Hacker News new | ask | show | jobs
by nextaccountic 800 days ago
> The Transformer model is evaluated in a deterministic and reproducible way. Hence the result does not depend on the exact GPU or CPU model nor on the number of configured threads. This key point ensures that a compressed file can be decompressed using a different hardware or software configuration.

How is this possible? Does it use floating point and concurrency?

Cross-platform floating point determinism is seriously difficult. The Rapier physics engine could do it [0] at the expense of disabling simd and multithreading. It also works only on platforms that strictly comply to IEEE 754-2008 which I think that GPUs usually don't qualify (regarding subnormal numbers etc). Another thing that may have issues is fused multiply-add which may give higher precision than doing multiplication and addition separately (I think some platforms don't have FMA in hardware)
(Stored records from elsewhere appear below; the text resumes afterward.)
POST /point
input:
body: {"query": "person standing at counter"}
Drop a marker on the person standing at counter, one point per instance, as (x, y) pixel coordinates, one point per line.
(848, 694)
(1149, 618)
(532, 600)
For example, it seems that TSAC currently runs on CPUs and nvidia GPUs. Could porting to AMD GPUs affect determinism?

[0] https://rapier.rs/docs/user_guides/rust/determinism/

1 comments

It's possible but you have to make sure that floating point operations always happen in the same order (for example you could operate on blocks concurrently then merge them serially). You also have to be careful with optimizations like FMA because they produce a different result than multiply then add.
Are you sure this cross-platform determinism works for GPUs? I can't find any reference about that.